Попрощавшись со сторожем, я направляюсь к дому, тут недалеко, но фонарей совсем нет. Особенно темно между двумя плотно посаженными частными домами. Переулок узкий и довольно длинный. Как назло, ни в одном, ни во втором не горит свет, даже лампы на крыльцах потушены. Надо заканчивать задерживаться на работе. Становится не по себе, когда я, торопясь, бегу по темной кишке улицы, где даже собственных рук не видно. Я ускоряю шаг, потому что кажется, что за мной кто-то идет. Будто меня кто-то преследует, легкий шелест, едва заметные шорохи пугают. Снова оглядываюсь, всматриваюсь в темноту за спиной, поворачиваюсь обратно и прямо перед собой вижу тень. Капюшон и кулак, что бьет меня прямо в лицо, мощный удар сбивает с ног, грязь разлетается, принимая в свою зыбкую массу, окутывая и засасывая, я падаю на спину, ударяясь головой.
Глава 20. Павел
Я не успел. Ирина уже покинула клинику, когда мы с Мари подошли к единственному светлому пятну на улице – крыльцу больницы. Сегодня просто невероятно темно, небо плотно затянуто тучами, скрывающими звезды и луну. Мы приходили сюда трижды. И каждый раз я уводил Мари обратно, делая вид, что гуляю с собакой. Я не собираюсь бегать за докторшей, но я хочу ее увидеть, поэтому сворачиваю в сторону клиники, заставляя Мари в пятый раз сходить по-маленькому под забор медицинского учреждения. Не удивлюсь, если в следующий раз по нашу душу выйдет сторож с винтовкой и отстрелит мне яйца. И будет прав. Навязываться я не привык. Надоедать, вешаться на шею, слоняться за ней, как недоделанный Ромео? Нет уж, увольте. Такие ребята всех раздражают, вызывая рвотные позывы. Поэтому, когда я заметил, что она свернула в темный переулок, просто пошел за ней, не зная, то ли торопиться, то ли вернуться. Я не собираюсь напрашиваться в любовники, прекрасно знаю, как это смотрится со стороны, вызывает только озлобленность и отвращение.

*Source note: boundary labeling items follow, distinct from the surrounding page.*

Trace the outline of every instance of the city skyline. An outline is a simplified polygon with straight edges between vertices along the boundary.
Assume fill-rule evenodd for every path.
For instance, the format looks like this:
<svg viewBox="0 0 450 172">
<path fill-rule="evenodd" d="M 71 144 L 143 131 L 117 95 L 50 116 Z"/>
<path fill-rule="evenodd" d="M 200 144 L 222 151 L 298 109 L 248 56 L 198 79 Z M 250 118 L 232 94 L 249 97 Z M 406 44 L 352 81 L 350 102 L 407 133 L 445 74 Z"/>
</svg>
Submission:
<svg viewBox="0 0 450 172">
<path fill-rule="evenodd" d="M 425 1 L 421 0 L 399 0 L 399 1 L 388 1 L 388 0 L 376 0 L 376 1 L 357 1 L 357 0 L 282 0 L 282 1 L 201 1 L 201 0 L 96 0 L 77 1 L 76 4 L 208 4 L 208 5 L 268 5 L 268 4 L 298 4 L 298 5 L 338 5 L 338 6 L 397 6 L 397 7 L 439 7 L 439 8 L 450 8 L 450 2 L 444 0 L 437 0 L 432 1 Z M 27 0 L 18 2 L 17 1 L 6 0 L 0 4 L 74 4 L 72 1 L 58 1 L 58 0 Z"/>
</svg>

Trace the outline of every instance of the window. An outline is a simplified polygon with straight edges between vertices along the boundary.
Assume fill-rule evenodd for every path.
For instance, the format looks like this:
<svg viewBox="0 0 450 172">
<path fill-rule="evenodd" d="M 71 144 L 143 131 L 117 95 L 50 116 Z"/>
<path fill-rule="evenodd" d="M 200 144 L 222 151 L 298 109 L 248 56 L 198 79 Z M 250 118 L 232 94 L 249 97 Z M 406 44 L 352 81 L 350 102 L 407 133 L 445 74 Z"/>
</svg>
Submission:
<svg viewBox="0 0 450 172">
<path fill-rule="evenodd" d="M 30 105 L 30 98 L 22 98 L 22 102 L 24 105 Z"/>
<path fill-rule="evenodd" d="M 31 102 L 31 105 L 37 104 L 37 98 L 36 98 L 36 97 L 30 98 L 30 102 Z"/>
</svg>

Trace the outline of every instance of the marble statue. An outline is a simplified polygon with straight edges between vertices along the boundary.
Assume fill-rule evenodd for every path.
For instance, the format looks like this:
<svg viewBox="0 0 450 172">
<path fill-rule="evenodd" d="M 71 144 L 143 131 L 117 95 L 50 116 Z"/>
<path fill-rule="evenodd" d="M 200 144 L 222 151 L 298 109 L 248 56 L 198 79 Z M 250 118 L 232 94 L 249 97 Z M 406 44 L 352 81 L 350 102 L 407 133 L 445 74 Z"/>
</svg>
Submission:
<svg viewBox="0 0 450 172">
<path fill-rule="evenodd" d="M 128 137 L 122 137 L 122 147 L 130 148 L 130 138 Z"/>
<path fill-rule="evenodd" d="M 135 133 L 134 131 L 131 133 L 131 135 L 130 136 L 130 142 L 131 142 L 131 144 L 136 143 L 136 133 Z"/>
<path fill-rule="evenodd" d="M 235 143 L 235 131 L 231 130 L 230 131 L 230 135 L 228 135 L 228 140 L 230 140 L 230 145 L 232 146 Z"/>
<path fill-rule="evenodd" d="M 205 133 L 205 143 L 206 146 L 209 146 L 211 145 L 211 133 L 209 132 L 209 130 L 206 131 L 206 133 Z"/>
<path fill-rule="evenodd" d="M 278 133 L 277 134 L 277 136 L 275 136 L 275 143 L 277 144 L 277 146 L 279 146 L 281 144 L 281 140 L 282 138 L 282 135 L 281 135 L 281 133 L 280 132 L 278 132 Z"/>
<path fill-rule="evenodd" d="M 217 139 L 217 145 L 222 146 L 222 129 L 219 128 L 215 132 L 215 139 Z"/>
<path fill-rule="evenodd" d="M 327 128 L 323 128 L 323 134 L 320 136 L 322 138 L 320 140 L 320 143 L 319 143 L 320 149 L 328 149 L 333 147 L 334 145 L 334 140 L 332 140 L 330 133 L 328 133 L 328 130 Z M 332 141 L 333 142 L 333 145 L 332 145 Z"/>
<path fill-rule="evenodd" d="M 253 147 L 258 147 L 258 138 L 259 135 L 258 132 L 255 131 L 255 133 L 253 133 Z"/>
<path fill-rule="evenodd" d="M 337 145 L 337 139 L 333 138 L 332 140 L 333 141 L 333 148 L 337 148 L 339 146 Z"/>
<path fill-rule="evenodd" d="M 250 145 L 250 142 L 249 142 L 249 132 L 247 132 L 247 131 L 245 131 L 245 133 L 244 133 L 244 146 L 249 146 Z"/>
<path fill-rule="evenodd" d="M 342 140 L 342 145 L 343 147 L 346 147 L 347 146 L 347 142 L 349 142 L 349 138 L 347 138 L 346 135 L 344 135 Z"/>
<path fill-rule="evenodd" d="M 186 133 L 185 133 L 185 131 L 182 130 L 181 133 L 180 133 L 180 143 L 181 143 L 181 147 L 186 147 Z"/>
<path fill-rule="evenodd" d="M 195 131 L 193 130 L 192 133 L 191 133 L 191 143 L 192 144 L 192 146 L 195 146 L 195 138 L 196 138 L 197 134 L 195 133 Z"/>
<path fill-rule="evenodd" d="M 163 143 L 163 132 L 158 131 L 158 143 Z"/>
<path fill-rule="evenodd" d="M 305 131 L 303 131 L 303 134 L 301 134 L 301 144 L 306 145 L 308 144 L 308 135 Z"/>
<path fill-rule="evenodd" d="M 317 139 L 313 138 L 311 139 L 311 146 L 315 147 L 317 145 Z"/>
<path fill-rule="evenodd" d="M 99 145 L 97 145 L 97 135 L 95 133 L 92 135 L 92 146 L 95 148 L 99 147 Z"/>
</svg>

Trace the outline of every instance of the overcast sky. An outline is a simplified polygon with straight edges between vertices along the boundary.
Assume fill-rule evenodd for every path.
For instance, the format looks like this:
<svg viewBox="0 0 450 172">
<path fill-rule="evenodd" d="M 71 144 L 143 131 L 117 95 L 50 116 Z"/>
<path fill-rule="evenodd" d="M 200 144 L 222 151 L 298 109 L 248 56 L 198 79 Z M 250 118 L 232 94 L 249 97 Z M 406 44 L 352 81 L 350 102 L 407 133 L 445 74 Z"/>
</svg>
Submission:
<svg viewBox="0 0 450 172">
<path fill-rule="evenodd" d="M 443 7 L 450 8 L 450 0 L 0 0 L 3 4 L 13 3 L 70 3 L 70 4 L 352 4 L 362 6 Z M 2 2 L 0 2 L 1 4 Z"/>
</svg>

На днях ко мне приходила Ольга. Мы с Мари смотрели собачьи бега, она любит эти спортивные соревнования преследующих приманку в виде искусственных зайцев или кроликов. Я смеюсь над ней, когда собака начинает болеть за того или иного участника, громко лая и виляя хвостом, но, честно говоря, подозреваю, что Мари просто тащится от борзых и грейхаундов, которые чаще всего участвуют в забегах.
Так вот, Забейворота постучала. Я крикнул открыто и продолжил гладить Мари по холке, когда девушка разулась и бесцеремонно уселась на мой диван, развалившись. Из нее посыпались привычные шутки, те самые, от которых болит моя пустая голова и чешется слегка заложенный нос. Ее ресницы порхали, а позы становились все откровеннее. Мне не стоило ее пускать. Сослаться на то, что очень занят, но я просто надеялся, что скоро ей надоест бессмысленное виляние задом передо мной.
Дома я хожу в шортах, без майки, но Забейворота смотрела с пошлой жадностью, потому я пошел в спальню, к шкафу, испытывая острое желание прикрыться. Вот тут-то она меня и поймала, перекрыв пути отхода. Потянувшись к пуговкам на своей трикотажной кофте, Оля стала медленно наступать, а я стоял, не двигаясь, лишь безразлично поглядывая, как появляется молочная кожа с веснушками. И когда ткань распахнулась, передо мной предстала нежная, круглая, пусть и небольшая, но вздернутая, с девичьими розовыми сосками грудь. И тут я понял насколько жалок.